Junior doctors spend £17 114 on postgraduate trainingBMJ 2011; 343 doi: https://doi.org/10.1136/bmj.d6446 (Published 07 October 2011) Cite this as: BMJ 2011;343:d6446
Junior doctors are spending on average £17 114, mostly of their own funds, on royal college, exam, and professional fees over the course of their postgraduate training, an analysis from the BMA shows.
Anaesthetics was the most expensive specialty, costing juniors £24 912 to train to certificate of completion of training (CCT) level, and general practice the cheapest, at £6825. Postgraduate training in acute medicine and gastroenterology was also particularly expensive, both at more than £20 000 in total.
When the figures were broken down into cost per year of training, anaesthetics was still the most expensive specialty, costing more than £3500 a year, followed closely by acute medicine and gastroenterology. Training as a GP cost more than £2000 a year.
Many junior doctors are unaware of these “invisible” costs associated with postgraduate training, said Ben Molyneux, deputy chairman of the BMA’s Junior Doctors Committee. “When it comes to specialty training a lot of junior doctors are getting to the stage in their lives where they want to buy their first home or start a family or get married,” he said. “It’s not a time when you want to be shelling out around £3000 a year on training if you weren’t planning on it.”

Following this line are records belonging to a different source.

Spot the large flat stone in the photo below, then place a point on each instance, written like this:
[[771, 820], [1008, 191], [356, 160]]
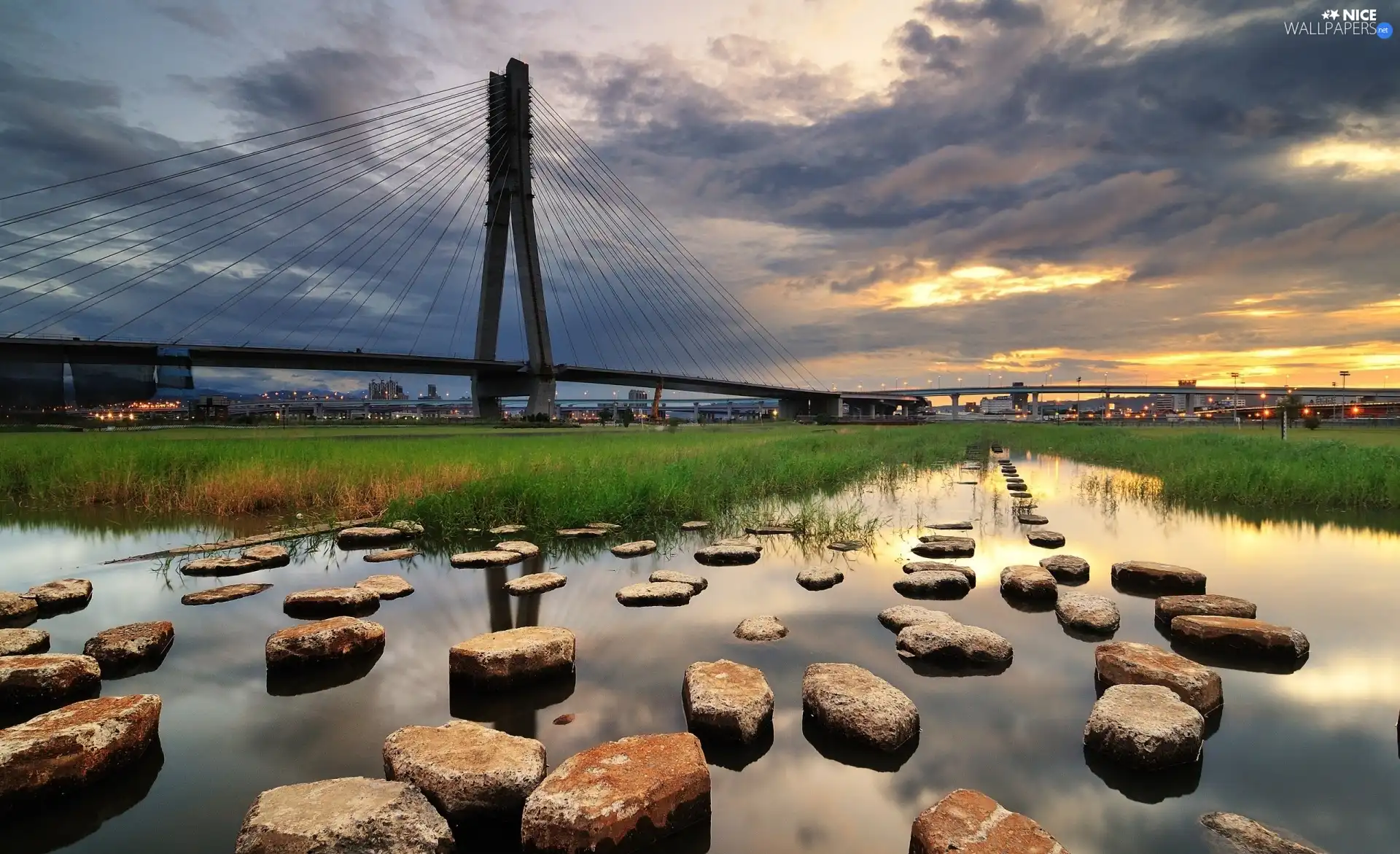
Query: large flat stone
[[348, 815], [1151, 577], [516, 656], [1242, 637], [1124, 662], [619, 797], [858, 706], [1144, 727], [76, 745], [468, 772], [727, 700], [969, 822], [324, 642]]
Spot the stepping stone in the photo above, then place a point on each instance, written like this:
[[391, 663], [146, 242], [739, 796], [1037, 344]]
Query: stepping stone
[[928, 566], [386, 555], [903, 616], [69, 594], [359, 538], [511, 657], [1097, 615], [696, 583], [858, 706], [491, 557], [1205, 605], [969, 822], [386, 587], [933, 584], [1123, 662], [727, 555], [47, 680], [619, 797], [74, 747], [132, 645], [220, 566], [1162, 578], [349, 814], [23, 642], [637, 549], [1025, 581], [820, 577], [1248, 836], [518, 546], [727, 700], [331, 601], [1046, 540], [761, 629], [1068, 569], [952, 643], [656, 592], [322, 642], [535, 583], [945, 546], [223, 594], [470, 773], [268, 556], [1144, 727], [1242, 637]]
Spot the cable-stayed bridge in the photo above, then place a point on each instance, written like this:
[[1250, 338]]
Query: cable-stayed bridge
[[468, 231]]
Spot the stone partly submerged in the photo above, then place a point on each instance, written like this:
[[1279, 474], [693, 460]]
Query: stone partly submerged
[[1156, 578], [1124, 662], [1241, 835], [348, 814], [468, 772], [223, 594], [761, 629], [656, 592], [74, 747], [858, 706], [1144, 727], [619, 797], [324, 642], [500, 660], [1241, 637], [636, 549], [726, 700], [969, 822], [135, 645], [724, 555], [535, 583]]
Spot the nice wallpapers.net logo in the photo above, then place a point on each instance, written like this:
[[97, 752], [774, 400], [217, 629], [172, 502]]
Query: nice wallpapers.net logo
[[1342, 21]]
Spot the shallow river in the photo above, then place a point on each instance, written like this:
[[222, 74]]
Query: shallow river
[[1313, 750]]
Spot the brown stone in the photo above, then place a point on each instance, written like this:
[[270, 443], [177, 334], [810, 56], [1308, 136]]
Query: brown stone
[[47, 680], [969, 822], [514, 656], [1124, 662], [619, 797], [467, 770], [223, 594], [131, 645], [1240, 636], [348, 815], [76, 745], [322, 642]]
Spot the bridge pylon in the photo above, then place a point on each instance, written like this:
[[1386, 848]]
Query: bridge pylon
[[510, 211]]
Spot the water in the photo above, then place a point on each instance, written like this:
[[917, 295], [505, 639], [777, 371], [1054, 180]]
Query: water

For some doctors who are uncertain as to their preferred career path, cost per year could potentially be a factor in deciding which specialty to choose, he added.
As well as raising awareness among junior doctors, another aim of this research was to put pressure on royal colleges “to stop ratcheting up the costs to trainees,” said Dr Molyneux. “Over the past couple of years the cost of being a member of a royal college has increased sharply for many specialties,” he said. “I think that some colleges may struggle to justify the costs that they charge to trainees each year.”

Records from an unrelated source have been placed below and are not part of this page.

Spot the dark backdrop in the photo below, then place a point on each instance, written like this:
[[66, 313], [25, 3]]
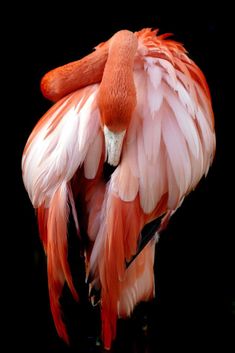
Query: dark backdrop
[[193, 259]]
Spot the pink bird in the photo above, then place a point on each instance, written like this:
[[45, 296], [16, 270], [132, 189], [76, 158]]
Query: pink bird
[[140, 104]]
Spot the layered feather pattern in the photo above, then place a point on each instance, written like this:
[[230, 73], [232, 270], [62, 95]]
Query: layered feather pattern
[[168, 147]]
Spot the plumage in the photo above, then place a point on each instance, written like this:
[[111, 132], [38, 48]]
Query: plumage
[[144, 88]]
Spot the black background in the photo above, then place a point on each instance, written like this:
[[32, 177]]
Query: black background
[[194, 257]]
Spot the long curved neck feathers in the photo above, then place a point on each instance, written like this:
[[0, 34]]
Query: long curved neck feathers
[[65, 79], [117, 94]]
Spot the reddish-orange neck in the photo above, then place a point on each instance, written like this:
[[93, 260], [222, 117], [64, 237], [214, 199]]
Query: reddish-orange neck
[[117, 94]]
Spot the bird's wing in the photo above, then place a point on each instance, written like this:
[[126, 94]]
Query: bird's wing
[[169, 146], [67, 137]]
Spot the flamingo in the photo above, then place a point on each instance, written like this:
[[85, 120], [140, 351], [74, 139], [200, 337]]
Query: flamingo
[[141, 105]]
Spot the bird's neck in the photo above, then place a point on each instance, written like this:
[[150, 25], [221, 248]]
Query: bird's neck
[[117, 94]]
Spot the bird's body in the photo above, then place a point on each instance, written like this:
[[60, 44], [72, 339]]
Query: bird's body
[[141, 104]]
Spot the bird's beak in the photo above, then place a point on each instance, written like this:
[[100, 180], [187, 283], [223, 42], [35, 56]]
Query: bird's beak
[[113, 145]]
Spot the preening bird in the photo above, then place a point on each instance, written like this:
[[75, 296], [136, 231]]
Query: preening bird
[[140, 104]]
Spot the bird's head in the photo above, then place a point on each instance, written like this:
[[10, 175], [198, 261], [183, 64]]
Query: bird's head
[[117, 93]]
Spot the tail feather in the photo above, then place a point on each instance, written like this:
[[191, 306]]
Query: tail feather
[[55, 242]]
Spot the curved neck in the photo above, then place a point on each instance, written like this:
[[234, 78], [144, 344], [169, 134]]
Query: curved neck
[[117, 95]]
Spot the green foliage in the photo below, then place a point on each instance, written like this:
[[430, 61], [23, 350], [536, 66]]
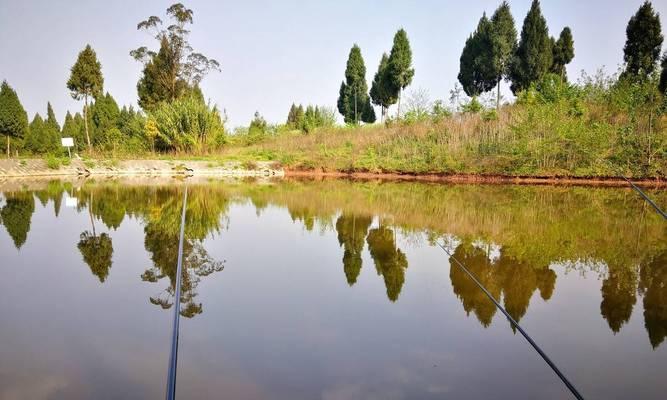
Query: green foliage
[[643, 43], [13, 118], [187, 124], [86, 81], [176, 69], [382, 93], [52, 162], [478, 71], [662, 84], [353, 100], [86, 75], [400, 67], [563, 52], [534, 56], [317, 117], [504, 40]]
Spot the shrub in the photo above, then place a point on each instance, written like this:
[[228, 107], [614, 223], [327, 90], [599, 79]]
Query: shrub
[[186, 124]]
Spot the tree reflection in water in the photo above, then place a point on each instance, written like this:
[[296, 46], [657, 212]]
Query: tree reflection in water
[[574, 224]]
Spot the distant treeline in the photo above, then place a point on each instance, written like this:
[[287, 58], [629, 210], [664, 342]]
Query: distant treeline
[[174, 116]]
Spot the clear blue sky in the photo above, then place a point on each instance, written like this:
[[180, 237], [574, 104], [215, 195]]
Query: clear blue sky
[[274, 53]]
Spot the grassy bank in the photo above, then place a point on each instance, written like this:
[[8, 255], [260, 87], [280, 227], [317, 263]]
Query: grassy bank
[[595, 129]]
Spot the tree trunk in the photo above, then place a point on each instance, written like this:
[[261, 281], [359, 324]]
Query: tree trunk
[[398, 112], [85, 121]]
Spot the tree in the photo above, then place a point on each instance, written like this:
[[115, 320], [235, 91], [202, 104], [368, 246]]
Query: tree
[[563, 53], [105, 114], [13, 118], [662, 85], [504, 43], [478, 73], [353, 100], [86, 81], [381, 92], [51, 137], [644, 41], [33, 140], [533, 57], [175, 69], [16, 215], [400, 65]]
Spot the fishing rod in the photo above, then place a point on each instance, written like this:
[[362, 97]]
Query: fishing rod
[[173, 358], [645, 196], [537, 348]]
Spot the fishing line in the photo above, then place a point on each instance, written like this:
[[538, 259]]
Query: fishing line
[[648, 199], [537, 348], [173, 358]]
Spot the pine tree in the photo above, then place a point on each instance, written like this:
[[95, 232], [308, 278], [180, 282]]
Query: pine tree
[[86, 81], [13, 118], [400, 67], [644, 41], [563, 53], [504, 43], [533, 57], [51, 140], [105, 114], [381, 91], [353, 94], [662, 85], [34, 140], [478, 73], [291, 116]]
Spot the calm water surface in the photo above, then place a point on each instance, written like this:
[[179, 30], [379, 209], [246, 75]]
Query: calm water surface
[[330, 290]]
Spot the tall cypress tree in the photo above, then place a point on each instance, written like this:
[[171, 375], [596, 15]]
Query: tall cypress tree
[[478, 73], [504, 43], [400, 67], [13, 118], [51, 139], [644, 41], [381, 90], [662, 85], [34, 140], [353, 100], [563, 53], [86, 81], [533, 57]]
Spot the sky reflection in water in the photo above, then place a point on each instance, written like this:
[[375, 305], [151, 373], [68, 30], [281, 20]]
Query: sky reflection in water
[[332, 290]]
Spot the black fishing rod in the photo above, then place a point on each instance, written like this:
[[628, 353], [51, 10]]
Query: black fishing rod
[[173, 358], [645, 196], [537, 348]]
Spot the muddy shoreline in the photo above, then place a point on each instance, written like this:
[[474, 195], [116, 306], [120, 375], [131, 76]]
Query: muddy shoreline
[[479, 179]]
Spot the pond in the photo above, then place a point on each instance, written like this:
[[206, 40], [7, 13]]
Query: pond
[[330, 289]]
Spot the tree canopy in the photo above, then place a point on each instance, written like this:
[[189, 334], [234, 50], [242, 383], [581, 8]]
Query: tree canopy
[[353, 100], [175, 69], [400, 67], [13, 118], [382, 93], [86, 81], [644, 41], [563, 52], [478, 72], [533, 58]]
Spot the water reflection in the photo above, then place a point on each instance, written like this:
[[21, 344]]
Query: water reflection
[[16, 215], [511, 238], [352, 231]]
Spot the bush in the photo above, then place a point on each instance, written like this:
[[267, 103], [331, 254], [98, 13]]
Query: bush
[[186, 124]]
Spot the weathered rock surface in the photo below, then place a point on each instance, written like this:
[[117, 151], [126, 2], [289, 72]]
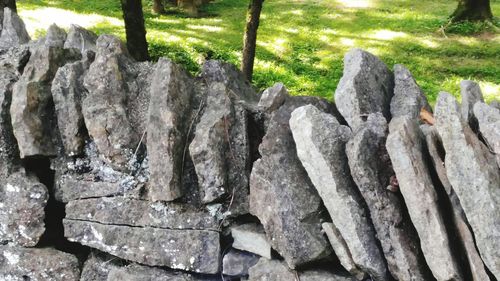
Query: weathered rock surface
[[281, 195], [489, 125], [115, 109], [437, 154], [170, 108], [13, 30], [320, 141], [366, 87], [22, 203], [191, 250], [478, 173], [408, 98], [134, 212], [406, 147], [19, 264], [251, 238], [237, 263], [371, 170]]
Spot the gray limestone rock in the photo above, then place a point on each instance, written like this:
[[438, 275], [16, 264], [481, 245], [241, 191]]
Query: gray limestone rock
[[189, 250], [237, 263], [134, 212], [488, 119], [366, 87], [320, 141], [20, 264], [170, 108], [251, 238], [22, 203], [471, 166], [371, 169], [408, 98], [281, 194], [407, 149], [115, 109], [81, 39], [13, 30]]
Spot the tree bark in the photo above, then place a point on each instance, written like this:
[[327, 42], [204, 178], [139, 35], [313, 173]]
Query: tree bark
[[472, 10], [158, 7], [135, 29], [250, 38]]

The Junior Doctors Committee analysed the cost of training from foundation year 1 to CCT in nine hospital specialties, all of which comprise between five and eight years of specialty training, and general practice, a three year specialty training programme.
The costs taken into account were professional, indemnity, and trade union fees; membership fees for royal college and specialist groups; fees for courses and meetings; and fees for essential exams and for revision courses. Specialty schools validated the cost data for eight of the 10 specialties analysed.
The cost of the two foundation years was calculated as the same for all specialties because trainees are not permitted to use study leave towards professional exams during the foundation programme and most essential courses at this stage are provided locally.
The mean cost of training for the 10 specialties analysed was £17 114, or £18 257 for the nine hospital specialties (excluding GP training).
The authors acknowledge that although most of these costs are borne by trainees themselves rather than by employers, trainees do have access to study leave funding of around £300 to £850 a year. However, trainees also pay towards relocation and travel expenses, fees for resitting exams, and research outside training, none of which was included in this analysis.
The average debt among medical students at the time of obtaining a medical degree now stands at over £27 000 and is projected to reach £70 000 for students starting their degrees from 2012. The results of this analysis should “act as a note of caution” to junior doctors as to the further mandatory costs they will have to bear after graduation, says the Junior Doctors Committee.